Missouri Governor Mike Parson refused to grant clemency.

Johnson, expecting to be executed, had asked that his 19-year-old daughter, Khorry Ramey, be allowed to watch his final moments, and Ramey agreed to attend.

The American Civil Liberties Union filed with a federal court to allow the daughter to attend, saying that the state law violates Ramey’s constitutional rights. The request was denied.

In a declaration to the court, Ramey compared the execution to visiting a family member in the hospital. She said that if Johnson, whom she termed the most important person in her life, was dying in a hospital, no one would stop her from sitting at his death bed.

Johnson had been in prison since his daughter Ramey was two years old, but the father and daughter built a close bond through phone calls, visits, letters, and emails. Johnson met his newborn grandson last month.

Johnson’s legal team filed appeals for a judge to stop the execution. Although they didn’t claim Johnson was innocent, his lawyers argued that the jury’s decision to seek the death penalty and the guilty verdict was influenced by racism. 

Johnson was only 19 at the time of the murder and had a history of mental illness, which the lawyers had hoped would stop the execution from being carried out.  In 2005, the Supreme Court set a precedent by banning the death penalty for offenders below 18 at the time of their crimes.

The crime committed by Johnson occurred on July 5, 2005. The murdered police officer, William McEntee, a husband and father of three, and five other police officers were serving a warrant at Johnson’s home for violating probation for an assault on his girlfriend.
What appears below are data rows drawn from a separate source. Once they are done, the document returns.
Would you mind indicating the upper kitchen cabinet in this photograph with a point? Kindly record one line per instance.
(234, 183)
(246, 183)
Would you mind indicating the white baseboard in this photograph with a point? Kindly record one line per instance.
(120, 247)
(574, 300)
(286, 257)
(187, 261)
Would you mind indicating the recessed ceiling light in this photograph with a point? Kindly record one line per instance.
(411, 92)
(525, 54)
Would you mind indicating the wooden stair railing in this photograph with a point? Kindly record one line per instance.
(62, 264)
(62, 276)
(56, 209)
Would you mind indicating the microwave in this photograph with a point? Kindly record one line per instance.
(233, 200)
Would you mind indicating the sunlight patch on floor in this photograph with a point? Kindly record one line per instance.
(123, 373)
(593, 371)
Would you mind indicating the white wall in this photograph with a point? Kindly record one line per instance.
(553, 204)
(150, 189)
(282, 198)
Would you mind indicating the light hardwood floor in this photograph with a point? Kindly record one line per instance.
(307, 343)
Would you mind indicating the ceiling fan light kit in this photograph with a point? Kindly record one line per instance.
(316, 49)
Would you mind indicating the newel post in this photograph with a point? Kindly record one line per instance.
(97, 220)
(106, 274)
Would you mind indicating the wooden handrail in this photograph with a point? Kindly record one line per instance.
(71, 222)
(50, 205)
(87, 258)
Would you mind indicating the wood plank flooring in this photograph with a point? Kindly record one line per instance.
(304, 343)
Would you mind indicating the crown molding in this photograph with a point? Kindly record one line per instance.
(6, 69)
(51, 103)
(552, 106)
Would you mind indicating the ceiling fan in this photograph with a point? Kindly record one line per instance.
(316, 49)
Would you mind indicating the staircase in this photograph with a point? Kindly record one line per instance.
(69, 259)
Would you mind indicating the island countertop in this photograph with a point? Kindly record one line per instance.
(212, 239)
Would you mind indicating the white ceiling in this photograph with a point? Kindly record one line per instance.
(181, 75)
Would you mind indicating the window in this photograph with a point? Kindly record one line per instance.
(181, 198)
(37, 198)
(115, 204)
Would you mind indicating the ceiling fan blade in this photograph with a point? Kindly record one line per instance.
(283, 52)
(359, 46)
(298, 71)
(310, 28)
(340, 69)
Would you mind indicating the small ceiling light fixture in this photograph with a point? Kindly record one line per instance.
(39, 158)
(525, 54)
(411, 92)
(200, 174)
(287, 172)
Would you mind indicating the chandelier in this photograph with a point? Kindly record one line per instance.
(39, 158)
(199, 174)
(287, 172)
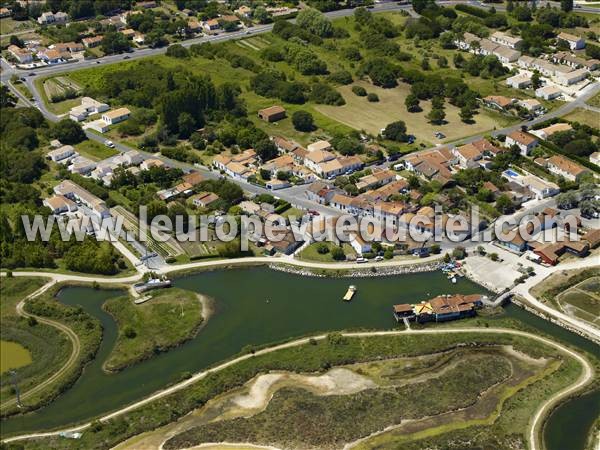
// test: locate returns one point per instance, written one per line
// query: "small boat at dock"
(350, 293)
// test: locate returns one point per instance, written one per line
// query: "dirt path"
(71, 335)
(535, 424)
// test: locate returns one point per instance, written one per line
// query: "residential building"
(284, 145)
(82, 165)
(23, 56)
(88, 106)
(147, 164)
(75, 192)
(569, 78)
(467, 156)
(575, 42)
(93, 41)
(62, 153)
(506, 40)
(49, 17)
(564, 167)
(519, 81)
(116, 116)
(319, 145)
(314, 158)
(377, 178)
(272, 113)
(525, 141)
(505, 54)
(498, 102)
(531, 105)
(548, 92)
(211, 25)
(98, 125)
(545, 133)
(440, 309)
(59, 204)
(204, 199)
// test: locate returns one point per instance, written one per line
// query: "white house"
(97, 125)
(519, 81)
(50, 18)
(525, 141)
(59, 154)
(569, 78)
(575, 42)
(82, 165)
(505, 39)
(548, 92)
(88, 106)
(116, 116)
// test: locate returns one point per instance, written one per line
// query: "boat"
(152, 283)
(350, 293)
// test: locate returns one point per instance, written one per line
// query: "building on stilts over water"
(440, 308)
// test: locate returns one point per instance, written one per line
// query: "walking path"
(534, 427)
(71, 335)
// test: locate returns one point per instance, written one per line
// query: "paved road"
(584, 379)
(71, 335)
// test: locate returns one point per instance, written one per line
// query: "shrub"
(359, 90)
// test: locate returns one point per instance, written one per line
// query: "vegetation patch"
(169, 318)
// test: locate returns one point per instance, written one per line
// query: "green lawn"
(94, 150)
(584, 116)
(372, 117)
(169, 318)
(310, 253)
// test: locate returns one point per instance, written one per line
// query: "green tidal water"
(255, 306)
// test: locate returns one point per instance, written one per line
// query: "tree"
(177, 51)
(266, 150)
(396, 131)
(303, 121)
(114, 42)
(436, 116)
(68, 131)
(337, 253)
(466, 113)
(504, 204)
(566, 5)
(186, 124)
(536, 81)
(412, 103)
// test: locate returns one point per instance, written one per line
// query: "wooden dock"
(350, 293)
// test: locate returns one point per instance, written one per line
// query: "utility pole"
(13, 380)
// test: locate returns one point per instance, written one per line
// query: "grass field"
(169, 318)
(591, 118)
(40, 349)
(13, 356)
(310, 253)
(94, 150)
(372, 117)
(594, 101)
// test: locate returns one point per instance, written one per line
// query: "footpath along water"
(253, 306)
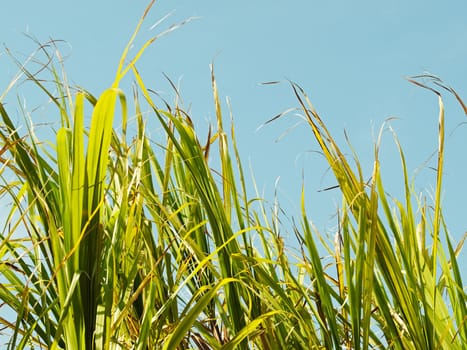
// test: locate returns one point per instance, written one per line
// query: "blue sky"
(350, 57)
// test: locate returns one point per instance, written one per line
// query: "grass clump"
(118, 241)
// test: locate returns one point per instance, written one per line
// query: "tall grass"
(120, 241)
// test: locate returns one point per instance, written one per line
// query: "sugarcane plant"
(118, 239)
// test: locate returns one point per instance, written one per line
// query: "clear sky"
(350, 56)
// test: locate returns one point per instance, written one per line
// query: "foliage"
(119, 244)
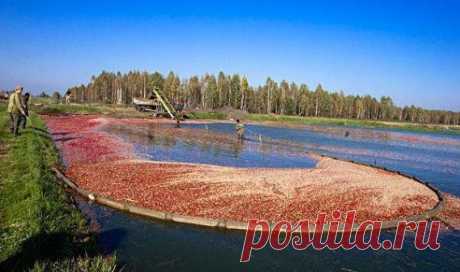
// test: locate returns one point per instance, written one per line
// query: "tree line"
(210, 92)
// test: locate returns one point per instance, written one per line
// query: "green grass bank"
(40, 227)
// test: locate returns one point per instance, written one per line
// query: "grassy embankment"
(123, 111)
(40, 228)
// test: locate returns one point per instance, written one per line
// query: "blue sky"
(409, 50)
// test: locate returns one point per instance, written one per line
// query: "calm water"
(146, 245)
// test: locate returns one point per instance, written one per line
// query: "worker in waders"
(239, 127)
(15, 110)
(25, 106)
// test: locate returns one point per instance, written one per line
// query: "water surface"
(146, 245)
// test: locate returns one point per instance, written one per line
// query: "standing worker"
(25, 106)
(239, 129)
(15, 109)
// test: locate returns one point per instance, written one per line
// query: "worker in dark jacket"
(239, 127)
(25, 106)
(15, 109)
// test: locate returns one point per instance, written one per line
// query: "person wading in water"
(239, 127)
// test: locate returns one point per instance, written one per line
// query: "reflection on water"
(157, 246)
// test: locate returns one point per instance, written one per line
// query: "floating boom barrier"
(242, 226)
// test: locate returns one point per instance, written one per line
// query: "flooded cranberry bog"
(202, 170)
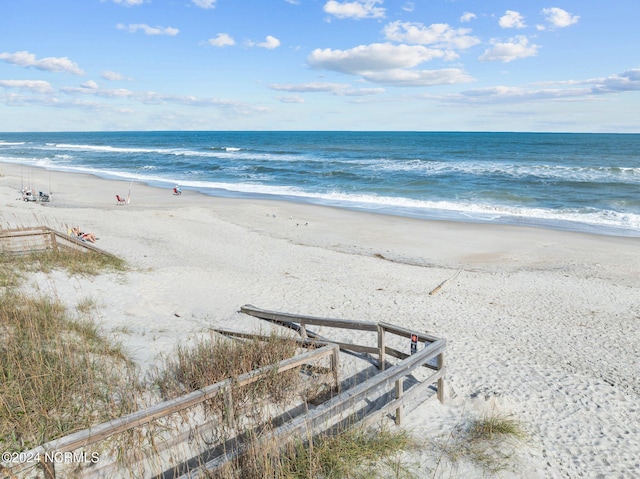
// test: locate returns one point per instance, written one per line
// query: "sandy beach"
(542, 325)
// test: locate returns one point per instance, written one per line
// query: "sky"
(361, 65)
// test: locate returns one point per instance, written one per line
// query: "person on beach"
(84, 236)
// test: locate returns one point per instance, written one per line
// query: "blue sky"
(422, 65)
When the police officers arrived, Johnson woke his 12-year-old brother, who ran next door to his grandmother’s house. The boy was suffering from a congenital heart defect and had a seizure. According to Johnson’s testimony, Officer McEntee blocked the boy’s grandmother from entering the house and helping the boy. The child died a short while later.

Later in the evening, Johnson noticed Officer McEntee when he returned to the neighborhood. He shot the officer twice, killing him.

Twenty inmates in Missouri are on death row and 16 have been executed in the US this year.